Why You Should Shoot a Jake
So why should you shoot a jake? A number of reasons quickly come to mind: 1) You don’t care what others think. 2) You don’t fall for the size matters theory. 3) You want turkey meat in the fridge. 4) You don’t care about beard length, spurs, or full fans. 5) You’ve never killed a turkey before. 6) You haven’t killed a turkey all season. 7) He played the game and made your heart race. 8) They are young and dumb and typically provide a much easier opportunity to get a bird under your belt. 9) You want to kill a bird before you head to the office, church, or school. 10) Jake gangs will often bully the lone longbeard on your property.

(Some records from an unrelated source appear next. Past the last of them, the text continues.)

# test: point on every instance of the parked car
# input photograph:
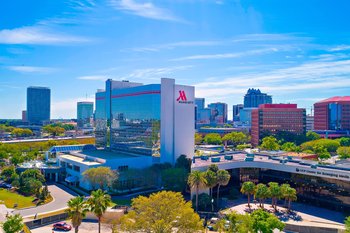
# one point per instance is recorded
(62, 226)
(5, 185)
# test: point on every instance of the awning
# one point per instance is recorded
(71, 179)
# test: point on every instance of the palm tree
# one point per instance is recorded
(77, 209)
(248, 188)
(211, 178)
(290, 195)
(223, 177)
(196, 180)
(262, 192)
(275, 192)
(98, 203)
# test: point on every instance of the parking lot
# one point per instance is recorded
(86, 227)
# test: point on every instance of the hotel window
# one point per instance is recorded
(123, 168)
(76, 168)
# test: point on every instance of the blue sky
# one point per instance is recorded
(298, 51)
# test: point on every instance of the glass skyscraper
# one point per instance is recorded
(84, 113)
(255, 97)
(146, 119)
(38, 105)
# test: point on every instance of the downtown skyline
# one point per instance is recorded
(298, 52)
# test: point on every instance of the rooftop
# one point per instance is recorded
(105, 154)
(335, 99)
(81, 160)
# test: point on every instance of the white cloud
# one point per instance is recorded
(227, 55)
(340, 48)
(32, 69)
(174, 45)
(147, 10)
(94, 77)
(317, 75)
(36, 35)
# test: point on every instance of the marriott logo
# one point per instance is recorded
(182, 98)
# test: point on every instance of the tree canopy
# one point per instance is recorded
(100, 177)
(269, 143)
(13, 224)
(344, 152)
(265, 222)
(162, 212)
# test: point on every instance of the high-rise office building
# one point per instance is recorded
(218, 113)
(38, 105)
(84, 113)
(24, 116)
(273, 118)
(235, 110)
(200, 103)
(255, 97)
(310, 123)
(332, 114)
(151, 120)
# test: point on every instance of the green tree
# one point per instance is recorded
(269, 143)
(162, 212)
(261, 193)
(222, 177)
(13, 224)
(8, 172)
(213, 138)
(77, 209)
(98, 203)
(310, 136)
(204, 202)
(196, 180)
(100, 177)
(344, 152)
(211, 179)
(275, 193)
(265, 222)
(198, 139)
(248, 188)
(213, 167)
(174, 179)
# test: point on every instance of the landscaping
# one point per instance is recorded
(11, 198)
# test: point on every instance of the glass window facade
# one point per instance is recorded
(133, 117)
(38, 105)
(335, 116)
(84, 113)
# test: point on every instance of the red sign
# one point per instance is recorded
(182, 96)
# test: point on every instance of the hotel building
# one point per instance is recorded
(272, 118)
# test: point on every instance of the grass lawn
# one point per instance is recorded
(10, 198)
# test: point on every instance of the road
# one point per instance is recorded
(61, 196)
(44, 139)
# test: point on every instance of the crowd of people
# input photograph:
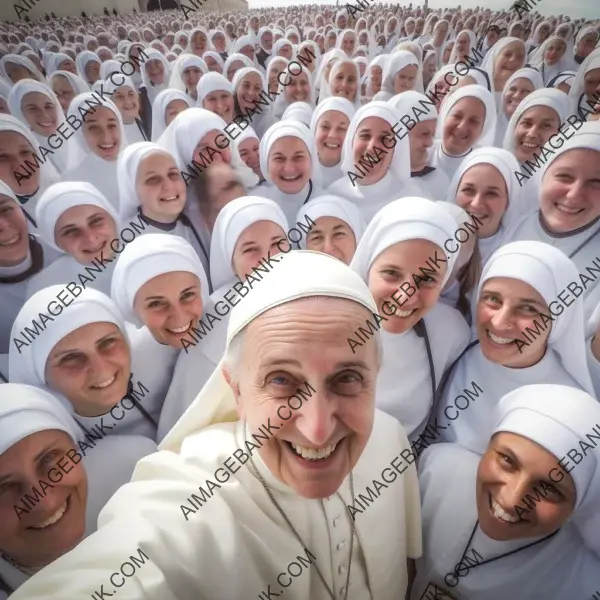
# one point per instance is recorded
(319, 292)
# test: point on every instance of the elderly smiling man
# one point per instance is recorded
(281, 478)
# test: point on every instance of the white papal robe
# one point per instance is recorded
(235, 543)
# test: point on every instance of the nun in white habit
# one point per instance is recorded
(98, 366)
(467, 120)
(22, 257)
(32, 422)
(198, 135)
(269, 510)
(329, 132)
(337, 229)
(486, 187)
(568, 217)
(160, 285)
(527, 140)
(524, 545)
(43, 115)
(432, 181)
(516, 296)
(165, 109)
(126, 99)
(77, 221)
(289, 163)
(384, 173)
(33, 176)
(401, 258)
(582, 102)
(151, 187)
(96, 145)
(519, 85)
(248, 98)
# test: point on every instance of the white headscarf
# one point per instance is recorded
(127, 167)
(395, 63)
(183, 62)
(159, 109)
(517, 208)
(212, 82)
(548, 271)
(327, 93)
(79, 85)
(28, 364)
(26, 410)
(22, 61)
(549, 97)
(233, 220)
(79, 149)
(62, 196)
(559, 419)
(48, 174)
(534, 76)
(301, 112)
(149, 256)
(550, 71)
(289, 203)
(83, 58)
(410, 218)
(577, 95)
(329, 205)
(299, 274)
(152, 89)
(185, 131)
(15, 99)
(489, 61)
(400, 165)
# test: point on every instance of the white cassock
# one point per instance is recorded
(560, 567)
(235, 544)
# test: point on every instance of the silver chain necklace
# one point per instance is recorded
(297, 535)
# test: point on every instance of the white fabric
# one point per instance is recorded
(153, 89)
(335, 103)
(328, 205)
(395, 184)
(233, 220)
(15, 99)
(450, 163)
(183, 134)
(395, 63)
(212, 82)
(580, 247)
(558, 419)
(59, 198)
(536, 80)
(289, 203)
(403, 220)
(159, 108)
(149, 256)
(517, 208)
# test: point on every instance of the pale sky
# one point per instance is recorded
(590, 9)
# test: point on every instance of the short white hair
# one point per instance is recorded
(233, 354)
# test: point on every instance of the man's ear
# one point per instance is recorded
(235, 388)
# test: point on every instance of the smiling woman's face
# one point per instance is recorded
(84, 232)
(56, 524)
(40, 113)
(170, 305)
(290, 348)
(90, 367)
(515, 472)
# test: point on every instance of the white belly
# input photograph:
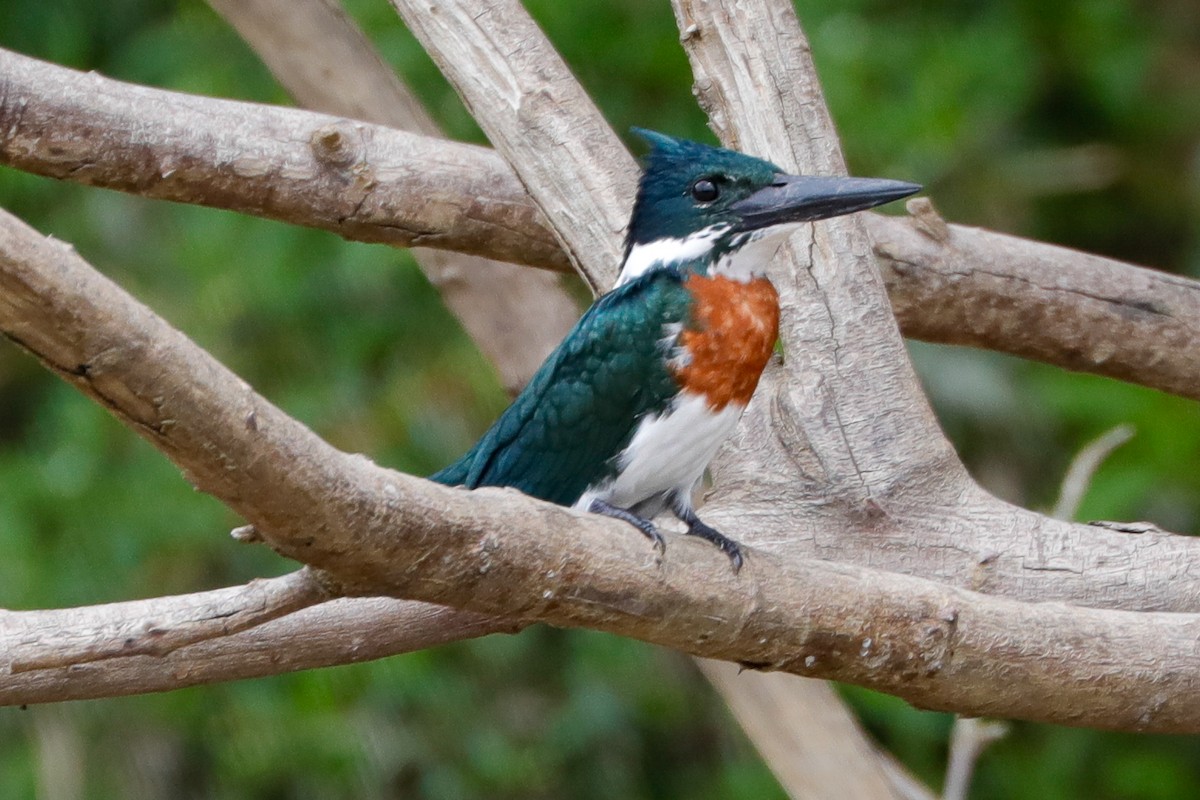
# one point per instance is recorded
(669, 452)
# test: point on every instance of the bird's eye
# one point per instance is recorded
(705, 191)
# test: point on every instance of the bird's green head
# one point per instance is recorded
(697, 204)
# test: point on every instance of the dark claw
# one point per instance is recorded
(697, 528)
(648, 528)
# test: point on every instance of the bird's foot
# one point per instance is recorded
(699, 528)
(648, 528)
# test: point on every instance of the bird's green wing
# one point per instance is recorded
(582, 407)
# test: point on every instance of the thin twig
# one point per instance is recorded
(1083, 468)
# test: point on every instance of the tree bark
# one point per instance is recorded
(325, 62)
(822, 468)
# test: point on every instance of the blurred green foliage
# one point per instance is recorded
(1077, 122)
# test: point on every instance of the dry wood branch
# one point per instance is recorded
(287, 164)
(46, 639)
(533, 110)
(965, 286)
(499, 553)
(317, 52)
(940, 288)
(335, 632)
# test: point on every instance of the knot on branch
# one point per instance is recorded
(336, 144)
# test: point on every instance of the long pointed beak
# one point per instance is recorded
(804, 198)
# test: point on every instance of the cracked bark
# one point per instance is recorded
(935, 643)
(325, 62)
(930, 276)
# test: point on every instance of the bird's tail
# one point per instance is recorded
(455, 474)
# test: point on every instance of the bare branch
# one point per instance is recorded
(539, 118)
(45, 639)
(1084, 465)
(286, 164)
(316, 50)
(335, 632)
(965, 286)
(499, 553)
(940, 288)
(969, 739)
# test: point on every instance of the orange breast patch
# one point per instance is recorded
(730, 338)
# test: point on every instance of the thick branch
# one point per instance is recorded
(317, 52)
(499, 553)
(287, 164)
(965, 286)
(539, 118)
(943, 289)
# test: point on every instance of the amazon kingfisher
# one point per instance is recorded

Some turkey hunters feel like if a jake comes in acting like a man – gobbling and strutting – that he deserves to die like a man.
Why You Should Not Shoot a Jake
There are also a number of reasons why you should not shoot a jake. 1) You want more of a challenge. 2) You think shooting a jake will make you less of a man (or woman). 3) You are trying to grow the flock. 4) You want to save the jakes for young/new hunters. 5) Long beards, sharp spurs and full fans make for better man cave decor. 6) He’ll be a gobbling bird next season. 7) It’s not legal in your state.
That’s right! In some states, it’s simply not legal to shoot a jake. The state of Mississippi allows youth hunters, age 15 and under, to shoot a male turkey (Jake or Longbeard). However, hunters 16 years of age and older are required to shoot an adult gobbler with a 6″ beard or longer. (Be sure to check your state regulations before pulling the trigger on any turkey.)
My friend and brother-by-another-mother, Keith Polk, is an avid Mississippi turkey hunter. He says he likes the jake rule that’s in place for Mississippi. “We have a lot of turkey hunters in the state and a turkey population that seems to be declining somewhat,” says Polk. “And whether it’s declining or not, a dead jake will never be a gobbling 2-year-old turkey. And isn’t a loud-mouth gobbler what we really enjoy in the spring woods?”
Another Mississippi turkey hunter, Tom Wiley, creator of the Wiley Tom Decoy, agrees with Polk on the jake rule in Mississippi. “I think it’s great for kids to have the opportunity to shoot a jake to get them involved in the sport,” says Wiley. “I will admit, there have been times when I wanted to kill a jake or two that were part of a gang of jakes that were running off longbeards on my property, but instead I brought young hunters in to bust up these jake gangs. It proved to be a great way to get a youth hunter started and bust up the jake gang at the same time. I personally shoot turkeys for the challenge, and jakes just don’t provide the same challenge as a mature bird.”
According to the NWTF, there’s no biological reason that exists on whether or not hunters should kill a jake. If a jake is taken legally, no biological backlash comes from harvesting that bird, other than reducing the potential of 2 year olds that could be in the area the following year.
Is it Wrong to Shoot a Jake? – Conclusion
At the end of the day, it’s your tag. It’s your call on whether or not to shoot a jake. Jake or longbeard – if it makes you happy, pull the trigger. Don’t worry about what any other person says, thinks, or believes. It’s your hunt. Have fun, keep it legal, and shoot the bird that makes your heart run wild.